3. Processing Feedback ("Please Wait")¶
Virbe has: "Report long processing time" with configurable timeout. Stack B has: Nothing — avatar freezes during RAG+LLM processing. Build: WebSocket progress event from orchestrator → signalling → kiosk UI shows animation.
4. Admin Dashboard¶
Virbe has: Full dashboard (conversations, analytics, KB management, flow editor). Stack B has: Basic /health endpoints, no UI. Build: Extend admin service with: - Conversation log viewer - Knowledge base CRUD - Prompt/system instruction editor - Real-time conversation monitor
P1 — Important (quality of kiosk experience)¶
5. Handler System (Event Pre-Processing)¶
Virbe has: 5 handlers (On User Input, Language Change, conversation-start/stop, face-detected). Stack B has: None. Build: Event hooks in orchestrator pipeline:
@handler("conversation-start")
async def on_start(ctx): greet(ctx)
@handler("face-detected")
async def on_face(ctx): focus(ctx)
@handler("user-input")
async def on_input(ctx): log(ctx), detect_language(ctx)
6. Face Detection → Conversation Trigger¶
Virbe has: On face-detected handler starts conversation. Stack B has: Manual start only. Build: Camera feed → face detection model → WebSocket signal → orchestrator starts conversation.
7. Focus/Defocus State Machine¶
Virbe has: Configurable timeouts (defocus after 60s, stop listening after 20s), new user on focus. Stack B has: No idle management. Build: State machine in signalling:
IDLE → (face detected) → FOCUSED → (speech) → LISTENING → (silence 20s) → FOCUSED → (idle 60s) → IDLE
8. TTS Output Quality¶
Virbe has: Azure TTS (high quality, natural French). Stack B has: Kokoro (decent but less natural). Build: Keep Kokoro as default, add option for ElevenLabs API as premium TTS (key already in keychain).
P2 — Nice to Have (polish)¶
9. Version Management¶
Virbe has: Draft/Published/Retired lifecycle. Stack B has: Git-based (implicit versioning). Build: Config versioning via Git tags + admin UI version selector. Lower priority since Git handles this.
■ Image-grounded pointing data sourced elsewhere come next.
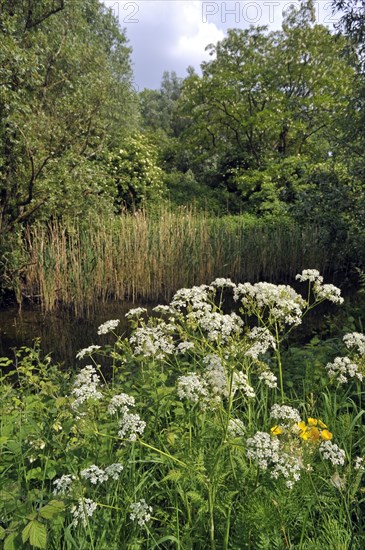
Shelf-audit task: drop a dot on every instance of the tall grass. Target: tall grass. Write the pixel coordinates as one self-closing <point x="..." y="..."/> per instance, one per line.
<point x="148" y="257"/>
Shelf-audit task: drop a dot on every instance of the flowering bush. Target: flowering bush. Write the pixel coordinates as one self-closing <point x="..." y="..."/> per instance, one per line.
<point x="196" y="439"/>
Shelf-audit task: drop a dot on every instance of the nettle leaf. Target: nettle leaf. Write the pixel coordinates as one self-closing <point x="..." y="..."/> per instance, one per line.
<point x="36" y="533"/>
<point x="9" y="542"/>
<point x="51" y="509"/>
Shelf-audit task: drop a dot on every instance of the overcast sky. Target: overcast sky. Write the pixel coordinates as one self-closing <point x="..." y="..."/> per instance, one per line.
<point x="170" y="35"/>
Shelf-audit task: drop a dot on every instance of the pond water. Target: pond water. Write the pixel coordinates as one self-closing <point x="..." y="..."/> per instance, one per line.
<point x="61" y="333"/>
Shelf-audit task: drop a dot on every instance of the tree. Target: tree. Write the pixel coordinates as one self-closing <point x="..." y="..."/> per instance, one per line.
<point x="265" y="105"/>
<point x="65" y="96"/>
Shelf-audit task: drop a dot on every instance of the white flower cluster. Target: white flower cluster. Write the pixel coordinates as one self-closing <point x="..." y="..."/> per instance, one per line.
<point x="153" y="341"/>
<point x="280" y="301"/>
<point x="120" y="402"/>
<point x="321" y="291"/>
<point x="208" y="387"/>
<point x="235" y="428"/>
<point x="268" y="378"/>
<point x="266" y="452"/>
<point x="135" y="313"/>
<point x="285" y="415"/>
<point x="219" y="326"/>
<point x="63" y="485"/>
<point x="240" y="382"/>
<point x="140" y="512"/>
<point x="109" y="326"/>
<point x="86" y="507"/>
<point x="342" y="369"/>
<point x="130" y="424"/>
<point x="311" y="275"/>
<point x="359" y="463"/>
<point x="85" y="386"/>
<point x="87" y="351"/>
<point x="330" y="451"/>
<point x="263" y="340"/>
<point x="355" y="340"/>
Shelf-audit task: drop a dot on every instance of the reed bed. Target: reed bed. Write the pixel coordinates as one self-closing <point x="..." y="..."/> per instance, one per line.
<point x="142" y="257"/>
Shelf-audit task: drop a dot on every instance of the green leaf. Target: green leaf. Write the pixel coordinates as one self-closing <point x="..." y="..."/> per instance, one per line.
<point x="36" y="533"/>
<point x="9" y="542"/>
<point x="51" y="509"/>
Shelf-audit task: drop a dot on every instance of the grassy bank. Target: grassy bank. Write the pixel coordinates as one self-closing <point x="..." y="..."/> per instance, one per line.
<point x="209" y="430"/>
<point x="140" y="257"/>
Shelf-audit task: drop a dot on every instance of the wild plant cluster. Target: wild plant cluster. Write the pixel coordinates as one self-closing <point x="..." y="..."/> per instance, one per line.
<point x="194" y="436"/>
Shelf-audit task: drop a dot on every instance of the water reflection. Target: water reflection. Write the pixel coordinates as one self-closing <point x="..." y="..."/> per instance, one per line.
<point x="61" y="334"/>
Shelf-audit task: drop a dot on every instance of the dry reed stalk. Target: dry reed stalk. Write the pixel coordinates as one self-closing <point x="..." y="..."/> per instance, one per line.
<point x="143" y="257"/>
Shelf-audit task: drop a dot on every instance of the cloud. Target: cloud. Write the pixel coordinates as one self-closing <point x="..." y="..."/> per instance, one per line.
<point x="193" y="34"/>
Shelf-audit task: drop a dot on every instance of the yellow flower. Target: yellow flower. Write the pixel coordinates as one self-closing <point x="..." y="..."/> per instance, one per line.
<point x="312" y="422"/>
<point x="276" y="430"/>
<point x="326" y="435"/>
10. Multi-Profile Support¶
Virbe has: Multiple profiles with different personas, languages, settings. Stack B has: Single configuration. Build: Profile configs in admin DB, selectable at conversation start.
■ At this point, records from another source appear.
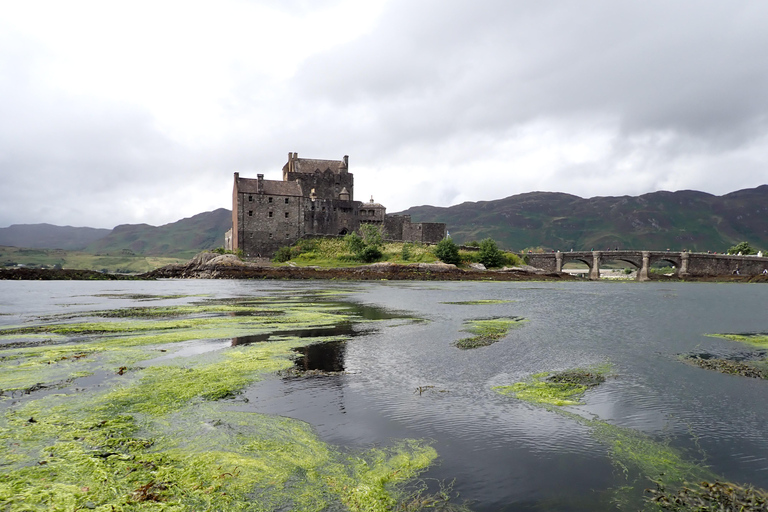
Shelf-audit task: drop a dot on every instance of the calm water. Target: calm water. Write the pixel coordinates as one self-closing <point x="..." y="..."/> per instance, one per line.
<point x="504" y="454"/>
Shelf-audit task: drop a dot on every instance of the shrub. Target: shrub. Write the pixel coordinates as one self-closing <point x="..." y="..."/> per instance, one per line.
<point x="406" y="252"/>
<point x="447" y="251"/>
<point x="372" y="235"/>
<point x="743" y="248"/>
<point x="282" y="255"/>
<point x="355" y="243"/>
<point x="220" y="250"/>
<point x="370" y="254"/>
<point x="366" y="248"/>
<point x="490" y="255"/>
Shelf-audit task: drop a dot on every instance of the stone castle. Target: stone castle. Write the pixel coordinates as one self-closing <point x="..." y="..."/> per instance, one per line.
<point x="315" y="197"/>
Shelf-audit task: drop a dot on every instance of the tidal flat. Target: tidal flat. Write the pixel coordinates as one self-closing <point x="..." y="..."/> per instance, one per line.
<point x="250" y="395"/>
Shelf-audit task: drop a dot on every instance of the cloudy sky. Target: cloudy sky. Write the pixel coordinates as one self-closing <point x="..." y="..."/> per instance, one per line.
<point x="117" y="112"/>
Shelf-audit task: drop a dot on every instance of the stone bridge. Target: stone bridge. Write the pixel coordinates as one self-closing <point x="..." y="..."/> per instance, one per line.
<point x="685" y="263"/>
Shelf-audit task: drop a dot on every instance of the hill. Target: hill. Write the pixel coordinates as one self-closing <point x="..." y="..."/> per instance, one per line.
<point x="181" y="239"/>
<point x="48" y="236"/>
<point x="659" y="220"/>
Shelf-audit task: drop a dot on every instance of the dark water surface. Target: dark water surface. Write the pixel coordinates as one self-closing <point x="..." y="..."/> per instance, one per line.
<point x="502" y="453"/>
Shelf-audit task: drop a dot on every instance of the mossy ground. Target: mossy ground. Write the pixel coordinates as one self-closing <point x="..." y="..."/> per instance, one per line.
<point x="682" y="484"/>
<point x="163" y="436"/>
<point x="556" y="388"/>
<point x="759" y="340"/>
<point x="754" y="365"/>
<point x="487" y="331"/>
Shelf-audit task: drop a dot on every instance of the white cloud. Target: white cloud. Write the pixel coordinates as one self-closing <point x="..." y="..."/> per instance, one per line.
<point x="435" y="102"/>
11. Knowledge Base Management UI¶
Virbe has: Collection/Document CRUD with rich text editor, embedding status. Stack B has: Manual Qdrant ingestion. Build: Admin UI → upload docs → chunk → embed → Qdrant. Preview RAG results.
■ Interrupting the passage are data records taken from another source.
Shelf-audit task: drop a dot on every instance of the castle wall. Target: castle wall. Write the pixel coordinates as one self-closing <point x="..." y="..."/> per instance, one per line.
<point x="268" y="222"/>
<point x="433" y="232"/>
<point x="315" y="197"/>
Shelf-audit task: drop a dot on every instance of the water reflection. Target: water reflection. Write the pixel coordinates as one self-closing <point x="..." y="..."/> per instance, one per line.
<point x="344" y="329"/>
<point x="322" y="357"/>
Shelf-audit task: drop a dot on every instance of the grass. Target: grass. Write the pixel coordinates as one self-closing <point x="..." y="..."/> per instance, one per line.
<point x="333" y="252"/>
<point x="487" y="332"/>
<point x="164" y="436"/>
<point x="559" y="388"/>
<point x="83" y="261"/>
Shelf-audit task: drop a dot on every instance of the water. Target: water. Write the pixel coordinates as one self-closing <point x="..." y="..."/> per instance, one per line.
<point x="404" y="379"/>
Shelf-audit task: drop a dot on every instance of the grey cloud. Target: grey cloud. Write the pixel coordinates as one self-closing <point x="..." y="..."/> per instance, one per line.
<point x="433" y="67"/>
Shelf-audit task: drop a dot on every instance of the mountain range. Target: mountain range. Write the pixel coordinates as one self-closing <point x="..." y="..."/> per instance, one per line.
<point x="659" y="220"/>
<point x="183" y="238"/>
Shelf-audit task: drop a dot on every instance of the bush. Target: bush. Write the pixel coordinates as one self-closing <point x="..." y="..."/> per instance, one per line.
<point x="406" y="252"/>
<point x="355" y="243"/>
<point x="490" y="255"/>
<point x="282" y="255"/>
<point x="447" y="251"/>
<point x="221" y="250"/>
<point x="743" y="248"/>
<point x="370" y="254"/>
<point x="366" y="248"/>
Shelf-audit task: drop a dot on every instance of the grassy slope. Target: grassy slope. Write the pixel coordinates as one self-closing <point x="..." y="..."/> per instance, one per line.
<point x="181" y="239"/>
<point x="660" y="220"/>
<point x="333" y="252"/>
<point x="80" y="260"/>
12. Conversation Analytics¶
Virbe has: Full conversation logs with flow transitions, topic/summary. Stack B has: None. Build: Log all conversations to DB, display in admin UI with search/filter.
13. Display UI / Overlays¶
Virbe has: Cards, images, product display during conversation. Stack B has: Avatar only. Build: WebSocket overlay commands → signalling → kiosk HTML overlay layer.
Architecture Principle¶
Virbe is a monolithic SaaS with everything integrated. Stack B should be modular microservices with clear APIs:
┌─────────────┐ ┌──────────────┐ ┌─────────────┐
│ signalling │←→│ orchestrator │←→│ speaches │
│ (WebRTC + │ │ (pipeline + │ │ (STT/TTS) │
│ kiosk UI) │ │ RAG + LLM) │ │ │
└─────────────┘ └──────┬───────┘ └─────────────┘
│
┌──────┴───────┐
│ admin │
│ (dashboard) │
└──────────────┘
Each service owns its domain. Communication via WebSocket (real-time) and REST (config/admin).